Three principal approaches are used in our laboratory to analyze plant genomes: (i) The construction of high density molecular maps: We have established a refined microdissection procedure to construct chromosomal and subchromosomal libraries. Synchronized meristematic root tip tissue from which metaphase spreads can be prepared with a novel dropspread technique in combination with nl-scale PCR allowed the cloning of DNA of 10 or less chromosomes or chromosome segments.
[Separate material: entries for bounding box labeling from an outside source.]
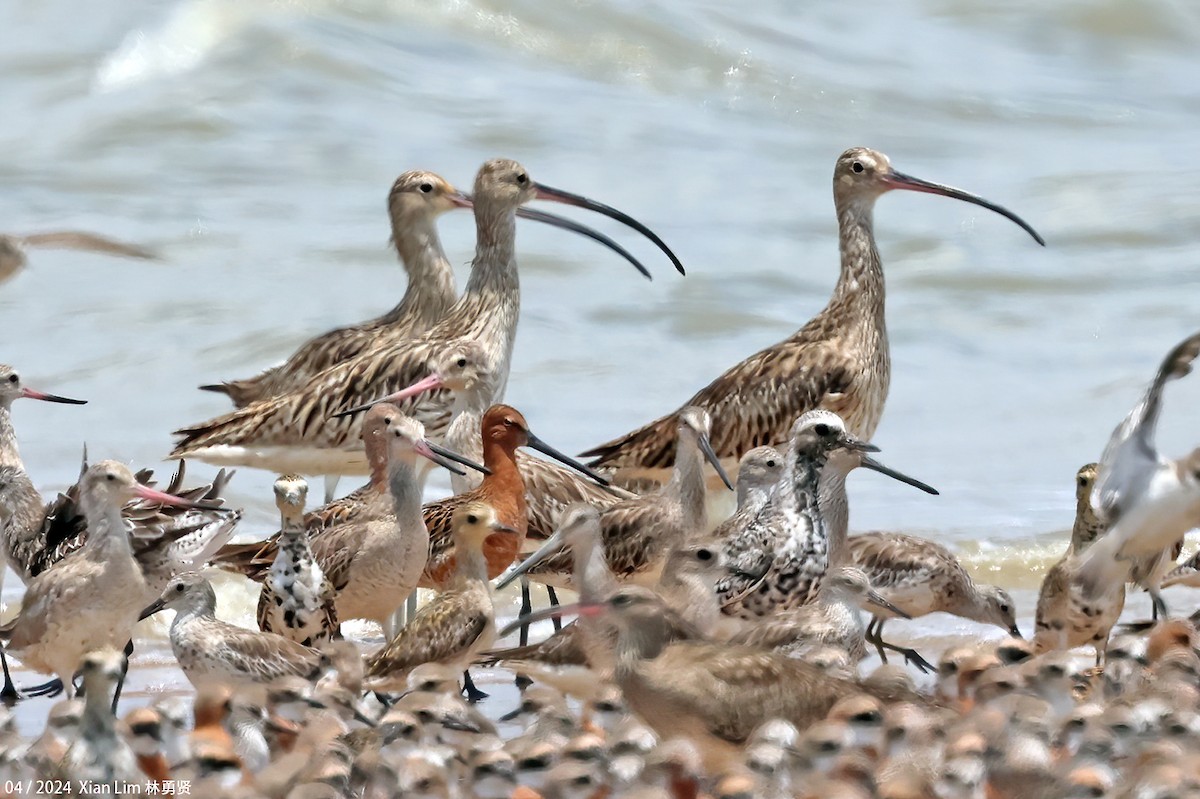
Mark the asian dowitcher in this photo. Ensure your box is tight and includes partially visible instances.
[846,533,1021,671]
[502,408,733,588]
[1079,334,1200,615]
[4,461,206,685]
[257,475,340,647]
[731,566,908,663]
[0,230,157,283]
[140,571,320,698]
[170,160,674,475]
[364,500,518,695]
[583,148,1044,485]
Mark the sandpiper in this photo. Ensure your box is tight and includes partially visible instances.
[139,571,320,698]
[1033,463,1126,665]
[257,475,340,647]
[170,154,677,475]
[714,410,878,619]
[731,566,910,663]
[4,461,206,686]
[365,501,518,698]
[584,148,1044,485]
[0,230,157,283]
[1079,334,1200,615]
[846,533,1021,671]
[59,649,143,797]
[500,408,733,588]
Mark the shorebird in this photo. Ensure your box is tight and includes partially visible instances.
[257,475,341,647]
[170,153,678,475]
[713,409,902,620]
[0,230,157,283]
[499,408,733,588]
[1033,463,1126,666]
[846,533,1021,672]
[420,405,604,588]
[2,461,206,686]
[583,148,1045,485]
[364,501,518,698]
[731,566,910,663]
[211,404,417,582]
[59,649,144,782]
[139,571,320,698]
[1078,334,1200,617]
[520,585,902,774]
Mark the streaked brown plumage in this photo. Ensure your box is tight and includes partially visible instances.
[200,172,469,408]
[583,148,1042,485]
[364,500,518,691]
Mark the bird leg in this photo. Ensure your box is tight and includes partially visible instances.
[546,585,563,632]
[462,672,487,702]
[863,615,888,665]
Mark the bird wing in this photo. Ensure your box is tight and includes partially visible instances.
[583,331,853,469]
[170,340,448,458]
[1092,334,1200,527]
[367,591,490,678]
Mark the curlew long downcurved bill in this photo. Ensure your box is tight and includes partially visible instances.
[534,184,688,277]
[880,169,1046,247]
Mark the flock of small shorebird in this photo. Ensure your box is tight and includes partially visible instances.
[0,149,1200,799]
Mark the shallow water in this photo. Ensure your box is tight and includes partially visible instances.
[0,0,1200,729]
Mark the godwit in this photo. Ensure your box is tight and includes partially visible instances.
[420,405,604,588]
[520,585,897,774]
[731,566,908,663]
[139,571,320,698]
[365,501,518,698]
[846,533,1021,672]
[713,409,878,620]
[212,404,408,581]
[1079,334,1200,615]
[258,475,340,647]
[0,230,157,283]
[4,461,206,685]
[1033,463,1126,666]
[583,148,1044,485]
[499,408,733,588]
[170,160,678,475]
[58,649,143,782]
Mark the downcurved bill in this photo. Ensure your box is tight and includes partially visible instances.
[517,208,654,281]
[20,389,88,405]
[858,455,940,494]
[133,482,233,513]
[496,530,563,590]
[496,602,605,638]
[698,435,737,491]
[332,374,443,419]
[413,438,492,475]
[883,170,1046,247]
[535,184,688,275]
[526,431,610,486]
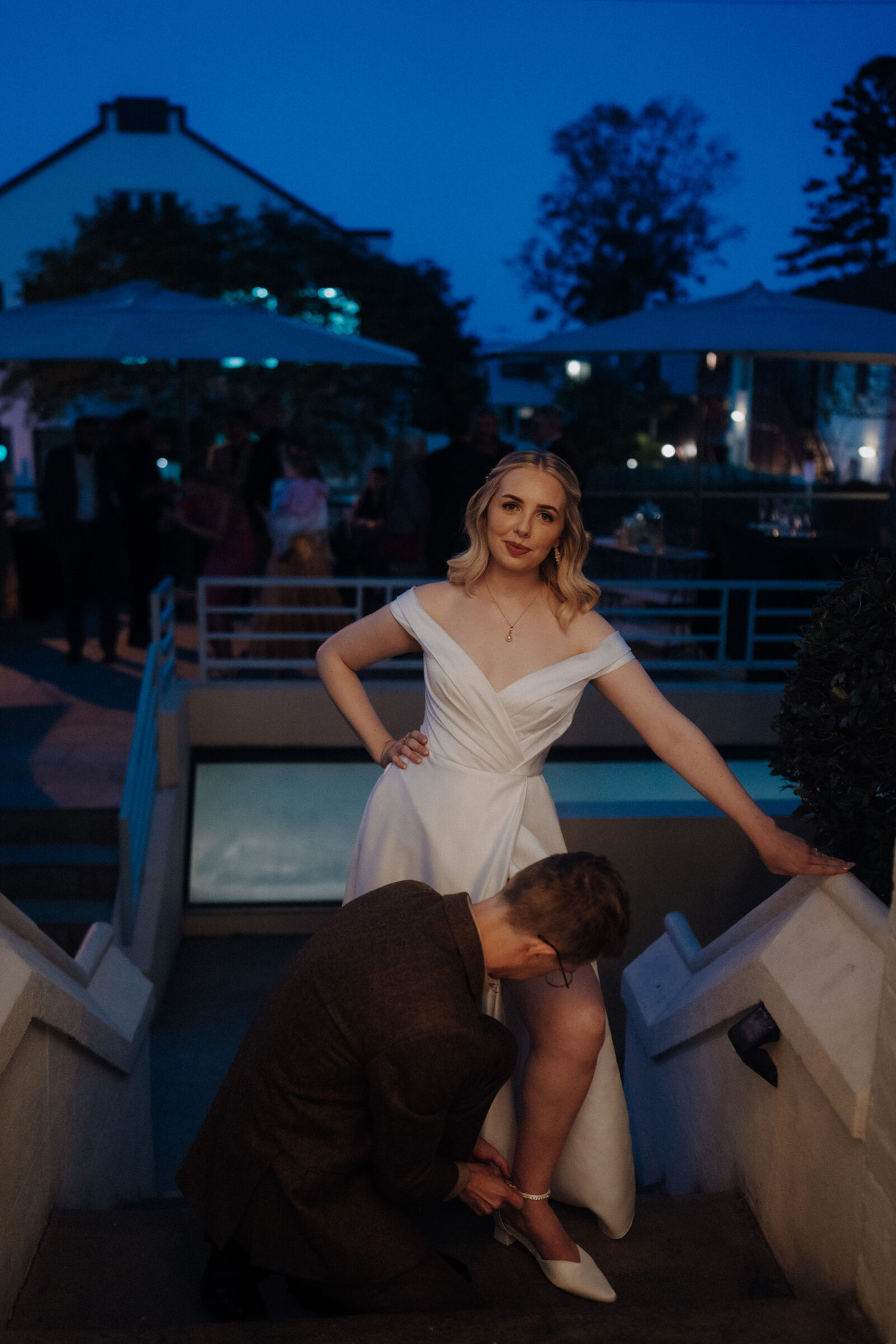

The construction of high-resolution maps from discrete genome regions can greatly facilitate genetic fingerprinting, gene isolation and QTL studies. (ii) Synteny analysis: The Aegilops-based deletion mapping system in wheat with an array of deleted chromosome parts and chromosome-specific RFLP markers has lead to the construction of a high density physical consensus map of wheat. The integration of wheat, barley and oat RFLP markers proves the colinearity between the wheat A-, B- and D-genomes, the H- genome of barley and the E-genome of Agropyron. (iii) Gene mapping in situ and chromosomes at high resolution: For the sensitivity enhancement of fluorescence in situ hybridization (FISH), the efficient preparation of plant chromosomes for high resolution scanning electron microscopy, mapping of low-copy sequences, and for comparative in situ hybridization a modified drop technique for plant protoplasts was developed. A tandemly amplified repetitive sequence element from microdissected barley chromosomes has enabled the karyotyping of single Gramineae genomes in a single step. These sequences are also useful for simultaneous double or triple hybridization experiments in an attempt to localize new sequence on specific chromosomes or chromosome segments. The physical mapping of the Sec-1 locus has been refined on the satellite of chromosome 1R of rye, and the syntenic locus on barley chromosome 1H identified. A method was developed for in situ hybrization and signal detection at high resolution using a field emission scanning electron microscope and a backscattered electron detector. Colloidal gold particles were localized on chromosome structures resembling the 30 mm fibre. Comparatively, an rDNA probe was located in the secondary constriction and highly compact adjacent regions of barley chromosomes.